День стоял жаркий, как я уже упоминал, но я обливался ледяным потом; а потом поймал свое мутное отражение в раме фрески и от страха вновь пришел в себя, когда Раффлс встал рядом, держа руки в карманах. Но при виде его я испугался еще больше – с одного взгляда было ясно, что и руки, и карманы его пусты, и самая опрометчивая выходка за всю историю его приключений была совершенно бессмысленна.

– Очень любопытно, очень, но им далеко до Неапольского музея, а уж до самих Помпей и подавно. Тебе следует как-нибудь побывать там, Кролик. Я даже сам тебя отвезу. А между тем, помни: идем медленно! Бедняга еще и глаз не открыл. Если промедлим, нас могут за него повесить.

– Нас! – трагически прошептал я. – Нас!..

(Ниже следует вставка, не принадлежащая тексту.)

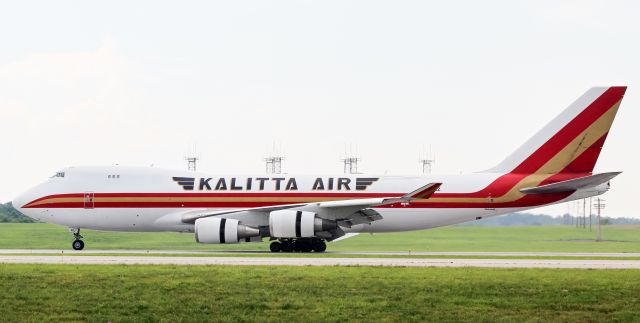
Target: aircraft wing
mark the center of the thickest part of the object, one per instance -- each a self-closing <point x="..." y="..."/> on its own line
<point x="348" y="212"/>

Мои колени подогнулись, когда мы подошли к служителям музея. Но Раффлсу непременно нужно было их прервать и спросить дорогу в Доисторический зал.

– По лестнице наверх.

– Благодарю. Тогда мы, пожалуй, сделаем круг по Египетскому залу.

И мы ушли, а они продолжили беседовать как ни в чем не бывало.

– Ты, должно быть, безумен, – с горечью сообщил я.

– Должно быть, когда-то и был, – согласился Раффлс. – Но не теперь, и я выведу тебя отсюда. Сто тридцать девять ярдов, помнишь? Осталось не более ста двадцати, не так уж и долго. Держи себя в руках, Кролик, ради всего святого. Мы должны идти медленно. От этого зависит наша жизнь.

И мы с этим справились – а в остальном же нам просто чудовищно повезло. На улице, у самого подножия лестницы, кто-то расплачивался за кэб, мы вскочили в него, Раффлс оглушительно крикнул: «Черинг-Кросс»! – должно быть, по всей округе было слышно.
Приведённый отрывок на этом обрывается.